Content that belongs to various pages of a website can only be enlisted within a search engine’s results page, only if this content has been indexed, or “crawled”, by the search engine’s “web crawlers”, or “web spiders”. A web crawler, or a web spider, is a special script that traverses the internet to index websites’ content. Conventionally, web crawlers can only index websites that belong to the surface web. Accordingly, surface web crawlers cannot index pages that require specific forms of input, e.g. filling forms or authentication via passphrases. To mitigate this problem, hidden web crawlers have been innovated via deploying a concept that relies on automatic result classification, authentication and navigation. As these novel hidden web crawlers can crawl content that belongs to parts of the deep web, this content can be indexed by search engines and appear in search results.
A couple of researchers from Rochester Institute of Technology RIT published a paper that included a new technique for crawling parts of the deep web. The paper also introduced a new feature that exhibited high efficiency in indexing hidden web content and classifying it according to search keywords.
Classification of Hidden Web Crawlers:
As users can browse hidden content only via filling special forms, passing authentication processes or issuing certain queries, conventional web crawlers cannot index it. On the contrary, hidden web crawlers can index such hidden website content and they can also index dynamic web content that relies on specific users’ input. Hidden web crawlers can be classified according to two methods; classification that is based on the crawling method and another which is based on the search keyword selection method.
Classification Based On The Crawling Method:
a- Breadth oriented crawling: deep web crawlers of this type rely largely on traversing a wide range of URL sources, rather than repeatedly crawling content belonging to a limited source of URLs.
b- Depth oriented crawling: these types of deep web crawlers rely on extracting the maximum possible amount of data from the same URL source.
Classification Based On The Keyword Selection Method:
a- Random: this type of deep web crawling method relies on using a random dictionary to obtain the keyword(s) needed to fill forms. In some cases, the used dictionary is domain specific.
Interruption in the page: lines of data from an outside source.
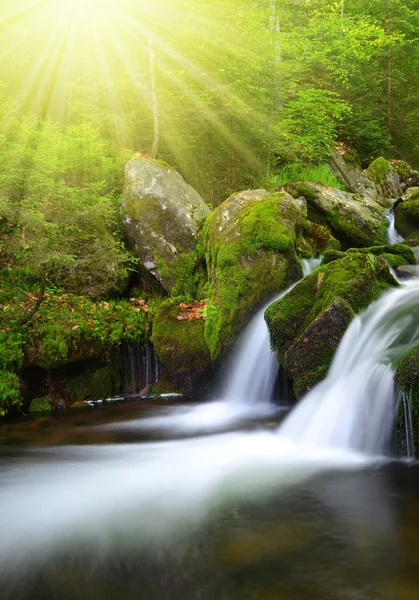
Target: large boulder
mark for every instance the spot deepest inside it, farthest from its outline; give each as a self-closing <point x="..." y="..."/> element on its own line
<point x="308" y="323"/>
<point x="160" y="213"/>
<point x="355" y="219"/>
<point x="396" y="254"/>
<point x="347" y="164"/>
<point x="386" y="179"/>
<point x="250" y="245"/>
<point x="406" y="213"/>
<point x="179" y="341"/>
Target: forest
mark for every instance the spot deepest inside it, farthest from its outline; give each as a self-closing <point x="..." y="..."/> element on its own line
<point x="209" y="283"/>
<point x="232" y="94"/>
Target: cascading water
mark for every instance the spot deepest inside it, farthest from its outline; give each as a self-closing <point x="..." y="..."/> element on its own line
<point x="254" y="368"/>
<point x="247" y="391"/>
<point x="393" y="237"/>
<point x="354" y="407"/>
<point x="139" y="369"/>
<point x="404" y="436"/>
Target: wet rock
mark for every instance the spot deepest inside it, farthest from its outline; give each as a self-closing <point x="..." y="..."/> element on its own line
<point x="323" y="304"/>
<point x="406" y="213"/>
<point x="354" y="219"/>
<point x="250" y="241"/>
<point x="179" y="341"/>
<point x="160" y="213"/>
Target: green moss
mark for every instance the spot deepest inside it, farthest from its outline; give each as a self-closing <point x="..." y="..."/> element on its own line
<point x="250" y="253"/>
<point x="307" y="324"/>
<point x="94" y="384"/>
<point x="261" y="229"/>
<point x="302" y="189"/>
<point x="378" y="170"/>
<point x="331" y="255"/>
<point x="40" y="405"/>
<point x="351" y="233"/>
<point x="10" y="396"/>
<point x="407" y="217"/>
<point x="408" y="380"/>
<point x="180" y="345"/>
<point x="397" y="250"/>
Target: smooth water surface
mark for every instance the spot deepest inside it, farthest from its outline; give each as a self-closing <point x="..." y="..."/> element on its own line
<point x="96" y="513"/>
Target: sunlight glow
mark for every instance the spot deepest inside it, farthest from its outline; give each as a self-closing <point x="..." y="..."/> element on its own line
<point x="79" y="9"/>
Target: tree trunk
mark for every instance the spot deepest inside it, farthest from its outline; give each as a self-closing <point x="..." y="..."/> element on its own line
<point x="275" y="28"/>
<point x="389" y="70"/>
<point x="154" y="104"/>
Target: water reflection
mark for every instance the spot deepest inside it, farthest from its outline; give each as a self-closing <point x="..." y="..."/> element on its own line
<point x="238" y="516"/>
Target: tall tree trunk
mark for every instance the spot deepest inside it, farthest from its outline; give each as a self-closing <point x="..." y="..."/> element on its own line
<point x="389" y="69"/>
<point x="342" y="14"/>
<point x="275" y="28"/>
<point x="154" y="103"/>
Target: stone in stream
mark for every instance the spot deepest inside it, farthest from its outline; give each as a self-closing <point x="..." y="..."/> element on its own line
<point x="307" y="324"/>
<point x="160" y="213"/>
b- Generic frequency: this method depends on the generic distribution of frequency of keywords used in filling forms. This aids in yielding more matching results and reduces the time spent in form filling.
C- Adaptive method: Crawlers that rely on this method analyze data derived from queries and shortlist search keywords that yield most content. Via these shortlisted keywords, the hidden web crawler can create queries that can yield maximum results.
The Hidden Web Crawling Technique Proposed in the Paper:
The project included in the paper focused on crawling hidden web content via filling one text field on website forms to decrease the complexity of the form filling task. The researchers used health related websites for testing purposes. The keywords, which were used for filling the forms, were obtained from websites similar to wordstream.com. The crawlers were designed to check the “robots.txt” files of websites before crawling their content. A get/post request was used to submit the forms, but as most websites utilize an API key system for get/post requests, the project used the “Selenium WebDriver” tool to overcome this problem.
The results of implementation of this new deep web crawling concept were interesting. The authors of the paper successfully tested their crawlers with three health related domain websites. By applying keyword selection methods to classify search page results, keywords used in the this project were classified as low coverage, medium coverage and high coverage depending on the search results yielded by each keyword. The efficiency of submissions of the hidden web crawler reached an average of 63.6% which is relatively promising when compared to results of previous works.
The researchers stated that combining CALA, a web page classification method that is based on URLs, with their new hidden web crawling concept can yield even more promising results as this will boost the performance of the web crawlers via generating more accurate patterns for link extraction. The authors of the paper stated that combining CALA with their new deep web crawler will be the scope of some of their future works.